The complex provenance of these volumes is traceable to Bavaria, where they were printed, bound, and preserved at least until the mid-C19. The red ink letters OSWS are probably an unidentified rubricator’s monogram unusually styled in the form of a circle with initials rather than a signature. If so, the rubrication of at least the first part can be dated to 1487. After the second half of the C16, these volumes were possessed by ‘ES’, probably a lawyer and likely responsible for the woodcuts ‘A’ taken from a German book of initials modelled on letters published by Gabriele Giolito in Venice in 1557. Some of ES’s books were later acquired by the Franciscan convent of St Anthony in Munich. Two more books from the convent’s collection—Sulpitius’s ‘Corpus iuris civilis.

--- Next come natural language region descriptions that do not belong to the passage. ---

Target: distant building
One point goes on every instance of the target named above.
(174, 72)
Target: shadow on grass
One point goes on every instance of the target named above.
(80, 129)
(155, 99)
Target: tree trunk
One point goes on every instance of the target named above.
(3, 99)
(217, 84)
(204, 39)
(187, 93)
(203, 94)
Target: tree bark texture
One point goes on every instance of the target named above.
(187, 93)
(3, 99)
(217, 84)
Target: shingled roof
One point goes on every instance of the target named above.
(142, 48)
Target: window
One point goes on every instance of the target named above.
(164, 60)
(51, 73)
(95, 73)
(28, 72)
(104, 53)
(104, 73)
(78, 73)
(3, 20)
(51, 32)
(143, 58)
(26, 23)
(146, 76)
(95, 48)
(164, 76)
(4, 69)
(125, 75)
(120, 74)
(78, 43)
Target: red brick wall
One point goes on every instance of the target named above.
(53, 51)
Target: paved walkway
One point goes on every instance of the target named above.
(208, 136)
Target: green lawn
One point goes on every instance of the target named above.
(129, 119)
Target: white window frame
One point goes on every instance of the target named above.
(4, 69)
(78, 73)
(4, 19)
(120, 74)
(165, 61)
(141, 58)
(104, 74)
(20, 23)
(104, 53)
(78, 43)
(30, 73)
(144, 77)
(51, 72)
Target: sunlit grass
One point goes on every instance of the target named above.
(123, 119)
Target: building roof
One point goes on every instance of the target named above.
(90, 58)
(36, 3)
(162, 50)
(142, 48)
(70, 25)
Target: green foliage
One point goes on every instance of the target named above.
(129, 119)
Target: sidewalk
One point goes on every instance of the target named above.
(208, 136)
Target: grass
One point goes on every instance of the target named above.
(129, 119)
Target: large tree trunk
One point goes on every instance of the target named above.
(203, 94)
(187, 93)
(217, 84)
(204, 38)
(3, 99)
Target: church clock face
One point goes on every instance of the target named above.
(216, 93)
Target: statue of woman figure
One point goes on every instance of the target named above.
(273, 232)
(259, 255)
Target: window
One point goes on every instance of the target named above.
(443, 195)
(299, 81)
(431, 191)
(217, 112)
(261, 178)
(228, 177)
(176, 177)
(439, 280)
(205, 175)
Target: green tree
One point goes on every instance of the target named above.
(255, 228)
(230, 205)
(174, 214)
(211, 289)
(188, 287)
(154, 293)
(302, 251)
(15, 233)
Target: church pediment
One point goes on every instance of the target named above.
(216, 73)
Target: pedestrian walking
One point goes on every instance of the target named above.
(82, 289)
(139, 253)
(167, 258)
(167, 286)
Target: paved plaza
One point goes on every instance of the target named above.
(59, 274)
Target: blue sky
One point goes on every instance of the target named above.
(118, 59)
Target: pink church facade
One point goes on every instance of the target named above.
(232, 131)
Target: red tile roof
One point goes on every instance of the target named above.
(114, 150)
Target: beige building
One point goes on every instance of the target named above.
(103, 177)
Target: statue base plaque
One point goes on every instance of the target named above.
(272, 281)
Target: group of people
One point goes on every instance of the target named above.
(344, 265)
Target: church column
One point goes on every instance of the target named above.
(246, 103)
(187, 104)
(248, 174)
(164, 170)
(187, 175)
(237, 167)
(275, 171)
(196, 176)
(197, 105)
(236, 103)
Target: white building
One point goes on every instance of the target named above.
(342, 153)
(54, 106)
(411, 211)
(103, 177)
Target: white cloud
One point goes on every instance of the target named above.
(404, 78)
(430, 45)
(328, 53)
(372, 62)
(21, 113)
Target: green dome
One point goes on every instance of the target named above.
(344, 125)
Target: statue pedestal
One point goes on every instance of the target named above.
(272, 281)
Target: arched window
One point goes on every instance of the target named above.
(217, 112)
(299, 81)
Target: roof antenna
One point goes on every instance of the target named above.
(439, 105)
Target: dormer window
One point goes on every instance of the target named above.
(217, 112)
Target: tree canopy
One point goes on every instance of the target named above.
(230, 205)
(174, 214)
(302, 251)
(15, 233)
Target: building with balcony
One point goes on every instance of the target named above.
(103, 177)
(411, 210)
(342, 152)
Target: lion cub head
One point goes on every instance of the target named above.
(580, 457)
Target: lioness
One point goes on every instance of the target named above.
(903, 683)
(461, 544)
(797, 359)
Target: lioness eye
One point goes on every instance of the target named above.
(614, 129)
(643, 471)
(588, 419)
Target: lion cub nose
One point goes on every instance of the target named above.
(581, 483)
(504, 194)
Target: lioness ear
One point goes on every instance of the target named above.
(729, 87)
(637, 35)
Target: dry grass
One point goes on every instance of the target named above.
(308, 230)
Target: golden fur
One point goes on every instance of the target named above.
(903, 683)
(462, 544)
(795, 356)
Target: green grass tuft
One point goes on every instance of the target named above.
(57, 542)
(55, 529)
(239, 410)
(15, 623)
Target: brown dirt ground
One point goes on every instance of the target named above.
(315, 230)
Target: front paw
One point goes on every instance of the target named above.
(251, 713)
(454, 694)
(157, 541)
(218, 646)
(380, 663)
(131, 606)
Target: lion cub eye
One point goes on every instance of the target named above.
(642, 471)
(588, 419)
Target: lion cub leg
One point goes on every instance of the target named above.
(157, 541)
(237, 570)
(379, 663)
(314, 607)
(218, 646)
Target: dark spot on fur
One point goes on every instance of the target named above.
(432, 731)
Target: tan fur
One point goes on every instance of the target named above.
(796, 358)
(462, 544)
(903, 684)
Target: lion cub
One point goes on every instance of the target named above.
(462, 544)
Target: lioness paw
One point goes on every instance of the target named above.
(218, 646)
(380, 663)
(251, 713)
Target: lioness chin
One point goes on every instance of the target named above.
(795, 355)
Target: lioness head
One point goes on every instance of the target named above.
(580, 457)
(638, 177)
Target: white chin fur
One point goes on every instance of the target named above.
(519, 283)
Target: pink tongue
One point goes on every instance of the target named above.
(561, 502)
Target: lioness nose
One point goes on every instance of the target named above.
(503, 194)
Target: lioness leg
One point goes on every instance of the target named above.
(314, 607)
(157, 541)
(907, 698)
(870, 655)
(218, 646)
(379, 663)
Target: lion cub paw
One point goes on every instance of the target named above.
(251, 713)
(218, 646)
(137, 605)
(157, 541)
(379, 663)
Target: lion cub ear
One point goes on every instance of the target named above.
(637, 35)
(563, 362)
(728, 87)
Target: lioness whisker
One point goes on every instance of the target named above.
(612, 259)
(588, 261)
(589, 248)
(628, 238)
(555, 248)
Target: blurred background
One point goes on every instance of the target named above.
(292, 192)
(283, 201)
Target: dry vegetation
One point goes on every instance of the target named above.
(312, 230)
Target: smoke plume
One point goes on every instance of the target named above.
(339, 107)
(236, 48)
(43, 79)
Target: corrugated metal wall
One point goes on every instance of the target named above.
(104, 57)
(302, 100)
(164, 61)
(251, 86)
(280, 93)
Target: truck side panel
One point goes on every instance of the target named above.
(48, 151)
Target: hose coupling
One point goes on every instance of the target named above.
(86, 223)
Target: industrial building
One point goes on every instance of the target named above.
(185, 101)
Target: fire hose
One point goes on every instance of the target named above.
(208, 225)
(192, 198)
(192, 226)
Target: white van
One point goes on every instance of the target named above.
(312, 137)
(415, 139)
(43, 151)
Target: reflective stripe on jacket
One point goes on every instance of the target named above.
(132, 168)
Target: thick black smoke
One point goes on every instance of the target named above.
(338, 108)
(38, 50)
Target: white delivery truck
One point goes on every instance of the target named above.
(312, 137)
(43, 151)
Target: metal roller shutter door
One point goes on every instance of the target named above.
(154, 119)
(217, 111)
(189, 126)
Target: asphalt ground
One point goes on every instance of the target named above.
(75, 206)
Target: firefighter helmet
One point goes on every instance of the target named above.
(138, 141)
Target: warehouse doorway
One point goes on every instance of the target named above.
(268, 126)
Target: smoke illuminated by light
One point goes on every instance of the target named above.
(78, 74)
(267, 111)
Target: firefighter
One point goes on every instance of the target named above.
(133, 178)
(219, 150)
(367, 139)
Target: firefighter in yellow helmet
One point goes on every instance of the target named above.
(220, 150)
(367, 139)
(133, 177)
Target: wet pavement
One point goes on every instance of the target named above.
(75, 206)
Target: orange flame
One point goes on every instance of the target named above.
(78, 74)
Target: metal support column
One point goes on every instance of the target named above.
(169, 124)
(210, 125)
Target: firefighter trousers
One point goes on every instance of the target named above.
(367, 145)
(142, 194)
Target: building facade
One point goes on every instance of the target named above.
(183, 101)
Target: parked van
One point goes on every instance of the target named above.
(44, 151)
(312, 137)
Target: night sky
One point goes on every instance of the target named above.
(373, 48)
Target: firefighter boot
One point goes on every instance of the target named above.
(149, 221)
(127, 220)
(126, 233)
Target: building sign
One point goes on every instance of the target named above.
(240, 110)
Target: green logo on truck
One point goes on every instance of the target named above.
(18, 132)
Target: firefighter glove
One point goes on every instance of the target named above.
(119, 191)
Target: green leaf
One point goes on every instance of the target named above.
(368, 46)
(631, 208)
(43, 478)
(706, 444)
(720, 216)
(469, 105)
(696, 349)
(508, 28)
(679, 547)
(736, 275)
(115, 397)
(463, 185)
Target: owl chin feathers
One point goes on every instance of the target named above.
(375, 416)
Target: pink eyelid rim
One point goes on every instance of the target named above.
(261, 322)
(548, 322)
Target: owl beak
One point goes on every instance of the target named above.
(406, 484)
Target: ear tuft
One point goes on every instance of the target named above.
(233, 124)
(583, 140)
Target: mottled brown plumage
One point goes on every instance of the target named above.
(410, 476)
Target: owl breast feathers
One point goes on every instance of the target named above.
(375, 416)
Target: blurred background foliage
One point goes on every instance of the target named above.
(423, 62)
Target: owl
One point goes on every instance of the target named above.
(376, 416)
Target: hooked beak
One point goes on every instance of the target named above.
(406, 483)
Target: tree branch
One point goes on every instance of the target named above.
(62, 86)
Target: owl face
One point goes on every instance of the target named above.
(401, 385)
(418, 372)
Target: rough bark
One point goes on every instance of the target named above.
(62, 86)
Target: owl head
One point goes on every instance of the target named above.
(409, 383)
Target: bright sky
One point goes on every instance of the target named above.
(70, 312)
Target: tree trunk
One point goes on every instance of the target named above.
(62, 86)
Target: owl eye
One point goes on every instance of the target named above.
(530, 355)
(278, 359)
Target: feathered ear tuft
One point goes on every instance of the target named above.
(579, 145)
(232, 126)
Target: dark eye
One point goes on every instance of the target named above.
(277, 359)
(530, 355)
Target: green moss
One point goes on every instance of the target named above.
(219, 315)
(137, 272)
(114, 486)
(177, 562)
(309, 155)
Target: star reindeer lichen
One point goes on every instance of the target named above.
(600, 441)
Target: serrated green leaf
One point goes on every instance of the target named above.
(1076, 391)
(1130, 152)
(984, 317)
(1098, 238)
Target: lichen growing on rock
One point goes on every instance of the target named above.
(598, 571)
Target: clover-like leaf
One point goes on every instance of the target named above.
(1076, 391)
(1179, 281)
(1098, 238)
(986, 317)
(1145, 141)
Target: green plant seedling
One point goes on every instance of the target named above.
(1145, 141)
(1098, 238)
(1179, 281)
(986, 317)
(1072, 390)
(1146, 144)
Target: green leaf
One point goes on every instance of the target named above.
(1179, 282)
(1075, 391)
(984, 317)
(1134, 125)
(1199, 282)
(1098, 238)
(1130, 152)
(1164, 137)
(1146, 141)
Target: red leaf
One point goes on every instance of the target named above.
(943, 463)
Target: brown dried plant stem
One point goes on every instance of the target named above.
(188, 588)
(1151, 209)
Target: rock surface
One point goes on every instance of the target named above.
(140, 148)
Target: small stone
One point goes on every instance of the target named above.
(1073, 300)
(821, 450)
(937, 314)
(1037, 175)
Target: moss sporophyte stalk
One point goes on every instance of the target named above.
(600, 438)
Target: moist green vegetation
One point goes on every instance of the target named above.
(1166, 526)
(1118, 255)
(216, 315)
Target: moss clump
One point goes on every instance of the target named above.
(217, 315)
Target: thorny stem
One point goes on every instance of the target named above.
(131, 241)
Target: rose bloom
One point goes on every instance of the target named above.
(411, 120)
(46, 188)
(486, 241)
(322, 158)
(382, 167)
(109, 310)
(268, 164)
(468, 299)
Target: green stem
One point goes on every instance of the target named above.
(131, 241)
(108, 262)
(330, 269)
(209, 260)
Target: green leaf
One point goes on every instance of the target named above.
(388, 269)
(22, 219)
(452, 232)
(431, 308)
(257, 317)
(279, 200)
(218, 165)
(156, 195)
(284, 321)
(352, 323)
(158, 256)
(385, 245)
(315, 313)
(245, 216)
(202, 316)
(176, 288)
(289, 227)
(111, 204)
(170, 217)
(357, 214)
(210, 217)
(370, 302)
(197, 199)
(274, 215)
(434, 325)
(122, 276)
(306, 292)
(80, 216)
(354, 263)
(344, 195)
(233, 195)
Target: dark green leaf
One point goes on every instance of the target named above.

Digestum vetus’ (Perugia, 1476) and Ubaldi’s ‘Lectura super Codice, Liber 6’ (Perugia, 1472), now at the Bayerische Staatsbibliothek—bear the ‘ES’ monogram and a ‘B’ on the cover after Giolito’s woodcut of 1564. The volumes likely remained in the convent until its abolition on the secularisation of Bavaria in 1802. The ex-libris ‘Monachij ad PP. Franciscanos’, which appears on many volumes from the convent, probably derives from an inventory made in the late C18 or early C19. After 1802, the volumes were acquired by the Royal Library in Munich and catalogued as duplicates, like thousands of other books from Bavarian monasteries. Librarians noted ‘Duplum’ in ink and ‘Duplum an[n]i 1483’ in pencil on the volumes. The same inscriptions appear on another 1483 copy of the ‘Repertorium’ (now at the Bayerische Staatsbibliothek) once belonging to the convent. This copy was sold by the Library after the mid-C19.
Only Library of Congress (parts I, II only) and Syracuse (part I only) recorded copies in the US.
H *2982; GW 4153; BSB-Ink B-386; Goff B-498.